$r_n = 2r_{n-1} + 5r_{n-2}$
Where $r_1 = r_2= 2$, Assume $r_n \le ab^n$ (primarily upper bound b as tightly as possible, and secondarily upper bound a as tightly as possible. Use Constructive Mathematical induction to derive an upper bound for $r_n$.
How do I approach this problem. From what I have gathered, the base case is either 1 or 2 I think. What would be the I.H and I.S
On
The natural induction argument goes as follows: $$ r_{n+1} = 2r_{n} + 5r_{n-1} \le 2ab^n + 5ab^{n-1} = ab^{n-1}(2b+5) $$ This argument will work iff $2b+5 \le b^2$, which happens exactly when $b \ge \sqrt{6}+1$ for $b \ge 0$.
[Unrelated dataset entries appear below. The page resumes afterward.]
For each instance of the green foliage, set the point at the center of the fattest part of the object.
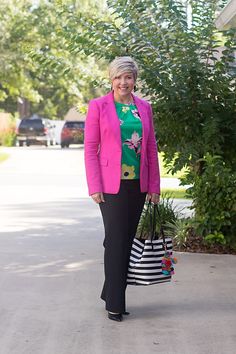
(8, 137)
(166, 214)
(178, 230)
(35, 62)
(214, 200)
(191, 85)
(216, 237)
(192, 92)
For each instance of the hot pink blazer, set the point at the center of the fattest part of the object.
(103, 147)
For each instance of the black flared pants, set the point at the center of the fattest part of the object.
(121, 213)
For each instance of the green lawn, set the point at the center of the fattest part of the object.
(178, 193)
(163, 170)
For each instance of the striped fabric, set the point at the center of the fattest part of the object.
(145, 262)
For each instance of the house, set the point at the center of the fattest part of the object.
(227, 17)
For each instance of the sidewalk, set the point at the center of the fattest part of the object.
(51, 274)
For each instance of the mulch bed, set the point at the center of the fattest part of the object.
(196, 244)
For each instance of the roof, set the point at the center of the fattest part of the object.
(227, 17)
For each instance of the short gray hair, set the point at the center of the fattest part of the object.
(121, 65)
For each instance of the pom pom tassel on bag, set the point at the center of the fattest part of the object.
(151, 260)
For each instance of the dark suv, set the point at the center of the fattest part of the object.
(72, 133)
(36, 130)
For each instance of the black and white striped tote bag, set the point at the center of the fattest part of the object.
(147, 255)
(145, 264)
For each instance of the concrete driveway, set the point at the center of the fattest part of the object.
(51, 273)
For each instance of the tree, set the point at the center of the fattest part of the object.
(36, 65)
(191, 87)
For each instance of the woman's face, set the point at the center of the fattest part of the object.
(123, 84)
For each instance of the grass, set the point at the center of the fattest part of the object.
(3, 156)
(164, 172)
(178, 193)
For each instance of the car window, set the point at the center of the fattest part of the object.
(74, 125)
(37, 123)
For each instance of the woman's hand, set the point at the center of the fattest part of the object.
(98, 197)
(153, 197)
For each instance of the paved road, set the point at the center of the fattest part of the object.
(51, 272)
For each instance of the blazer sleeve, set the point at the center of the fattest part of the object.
(152, 155)
(91, 148)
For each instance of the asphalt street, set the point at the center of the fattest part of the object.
(51, 274)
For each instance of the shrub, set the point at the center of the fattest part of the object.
(8, 137)
(214, 201)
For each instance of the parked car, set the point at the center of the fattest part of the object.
(36, 130)
(72, 133)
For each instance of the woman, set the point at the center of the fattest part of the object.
(122, 170)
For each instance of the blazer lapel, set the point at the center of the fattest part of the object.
(143, 115)
(112, 117)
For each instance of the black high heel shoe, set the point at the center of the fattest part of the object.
(115, 316)
(126, 313)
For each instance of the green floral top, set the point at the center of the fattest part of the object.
(131, 137)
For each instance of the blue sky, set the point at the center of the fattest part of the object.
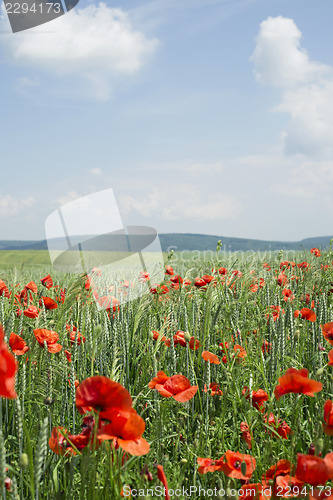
(207, 116)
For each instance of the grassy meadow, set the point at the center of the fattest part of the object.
(231, 324)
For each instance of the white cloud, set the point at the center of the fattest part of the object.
(306, 85)
(96, 171)
(96, 44)
(66, 198)
(180, 202)
(311, 180)
(11, 206)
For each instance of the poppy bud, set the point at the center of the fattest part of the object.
(24, 461)
(319, 446)
(243, 468)
(312, 449)
(187, 336)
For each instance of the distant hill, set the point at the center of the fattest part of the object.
(183, 241)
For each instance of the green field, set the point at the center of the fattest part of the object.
(223, 330)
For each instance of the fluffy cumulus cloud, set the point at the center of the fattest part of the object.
(96, 44)
(306, 87)
(184, 202)
(11, 206)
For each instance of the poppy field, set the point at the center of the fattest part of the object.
(217, 383)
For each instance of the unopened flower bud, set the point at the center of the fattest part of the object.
(24, 461)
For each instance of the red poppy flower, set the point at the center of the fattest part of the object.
(4, 290)
(258, 398)
(102, 394)
(169, 270)
(17, 344)
(212, 358)
(47, 281)
(177, 386)
(50, 337)
(314, 470)
(8, 369)
(162, 477)
(31, 312)
(297, 381)
(48, 303)
(328, 417)
(126, 428)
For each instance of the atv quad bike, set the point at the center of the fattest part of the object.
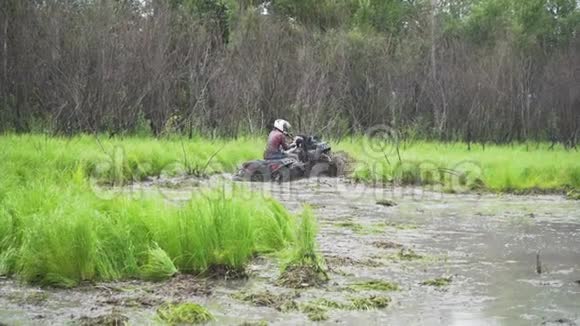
(314, 159)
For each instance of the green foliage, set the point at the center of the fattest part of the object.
(438, 282)
(543, 23)
(301, 264)
(376, 285)
(501, 168)
(56, 228)
(158, 265)
(369, 303)
(183, 314)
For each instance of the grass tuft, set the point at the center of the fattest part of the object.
(438, 282)
(159, 266)
(183, 314)
(280, 302)
(370, 303)
(375, 285)
(302, 266)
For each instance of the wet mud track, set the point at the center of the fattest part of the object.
(457, 260)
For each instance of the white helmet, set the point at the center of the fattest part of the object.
(282, 125)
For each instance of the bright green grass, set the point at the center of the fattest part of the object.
(505, 168)
(54, 230)
(27, 157)
(61, 235)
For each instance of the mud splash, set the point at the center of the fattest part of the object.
(456, 259)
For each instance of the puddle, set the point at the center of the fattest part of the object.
(485, 244)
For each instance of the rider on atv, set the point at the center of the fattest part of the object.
(277, 148)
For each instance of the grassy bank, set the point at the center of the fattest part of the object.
(62, 235)
(505, 168)
(55, 230)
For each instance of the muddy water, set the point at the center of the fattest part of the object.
(487, 244)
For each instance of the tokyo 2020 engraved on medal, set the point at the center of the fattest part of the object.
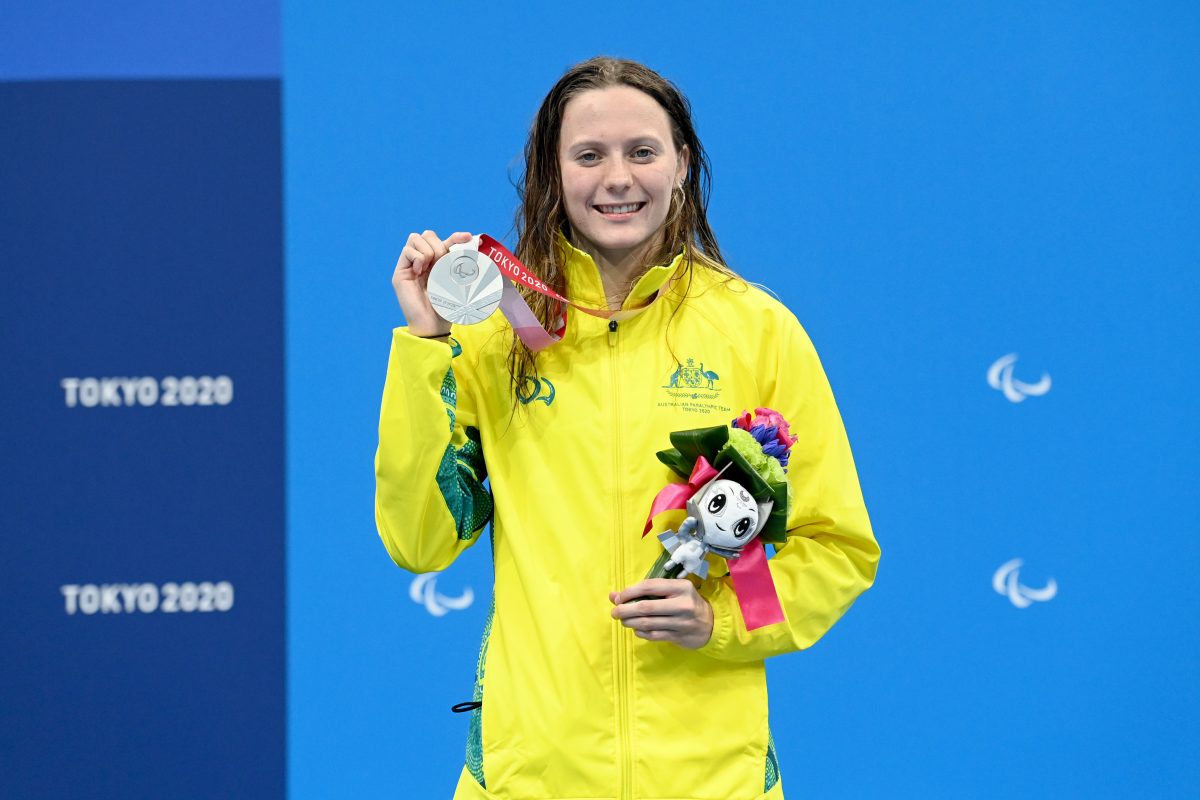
(465, 287)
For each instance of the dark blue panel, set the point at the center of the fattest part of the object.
(141, 238)
(139, 38)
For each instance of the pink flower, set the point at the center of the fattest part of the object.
(773, 419)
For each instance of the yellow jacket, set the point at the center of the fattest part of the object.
(574, 705)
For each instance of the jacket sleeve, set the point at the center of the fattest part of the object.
(831, 553)
(430, 499)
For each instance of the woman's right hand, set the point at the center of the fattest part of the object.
(412, 277)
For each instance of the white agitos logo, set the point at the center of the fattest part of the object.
(1007, 582)
(424, 590)
(1000, 376)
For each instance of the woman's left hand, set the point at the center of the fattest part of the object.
(682, 615)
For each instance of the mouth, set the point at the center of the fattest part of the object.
(618, 210)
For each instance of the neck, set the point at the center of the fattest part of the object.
(619, 270)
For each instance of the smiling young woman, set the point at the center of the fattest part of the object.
(592, 681)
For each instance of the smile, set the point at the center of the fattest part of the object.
(619, 208)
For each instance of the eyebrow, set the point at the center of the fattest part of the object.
(646, 138)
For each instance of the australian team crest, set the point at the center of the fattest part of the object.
(691, 377)
(694, 388)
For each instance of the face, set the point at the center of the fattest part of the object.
(727, 513)
(619, 166)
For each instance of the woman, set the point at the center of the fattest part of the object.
(588, 687)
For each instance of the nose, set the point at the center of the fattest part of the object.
(617, 176)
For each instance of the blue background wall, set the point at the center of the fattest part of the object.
(928, 187)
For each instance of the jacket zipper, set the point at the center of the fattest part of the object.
(623, 669)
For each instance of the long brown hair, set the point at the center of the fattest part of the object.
(543, 215)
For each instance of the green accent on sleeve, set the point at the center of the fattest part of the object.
(772, 765)
(475, 731)
(462, 471)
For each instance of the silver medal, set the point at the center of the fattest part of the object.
(465, 287)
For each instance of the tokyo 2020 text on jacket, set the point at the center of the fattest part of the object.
(574, 705)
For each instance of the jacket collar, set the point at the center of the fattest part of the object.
(585, 287)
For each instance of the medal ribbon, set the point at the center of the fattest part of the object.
(525, 323)
(753, 583)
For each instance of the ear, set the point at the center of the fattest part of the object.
(684, 161)
(763, 512)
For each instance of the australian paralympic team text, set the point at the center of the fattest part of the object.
(187, 390)
(147, 597)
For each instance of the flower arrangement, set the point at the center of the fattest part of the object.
(753, 451)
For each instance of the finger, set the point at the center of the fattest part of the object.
(424, 254)
(652, 587)
(436, 245)
(635, 608)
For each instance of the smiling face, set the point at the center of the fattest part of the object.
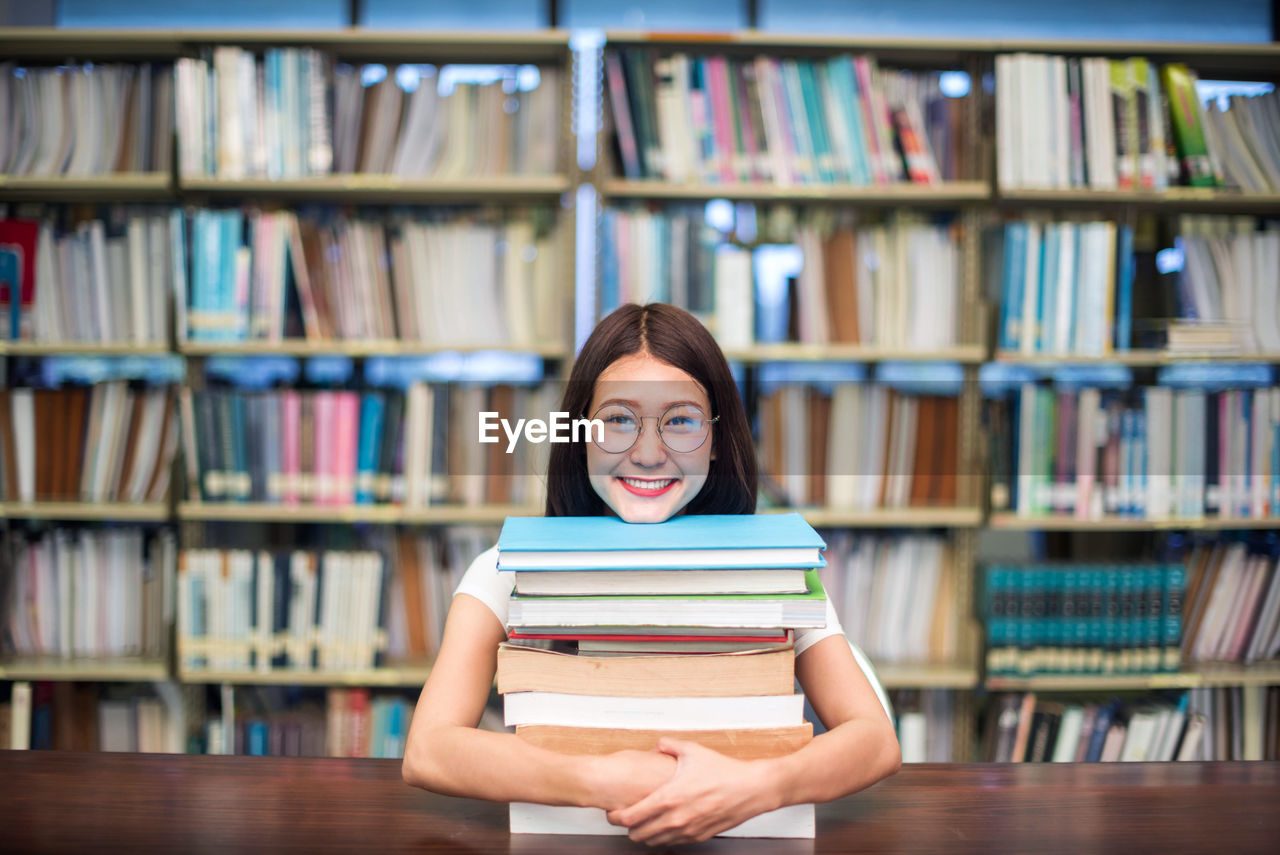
(648, 483)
You still need the base cases, $r_1 = r_2= 2$, which give $ab \ge 2$, $ab^2 \ge 2$.
Taking $b=\sqrt{6}+1$, we get $a \ge \frac 2b= \frac 25(\sqrt{6}-1)$.
suppose $r_n \le ab^n$
And if $b$ is chosen to most tightly bound $r_n$ then $r_n$ approximately equals $ab^n$
At the limit.
$ab^n = 2ab^{n-1} + 5ab^{n-2}\\ ab^{n-2}(b^2 - 2b-5) = 0$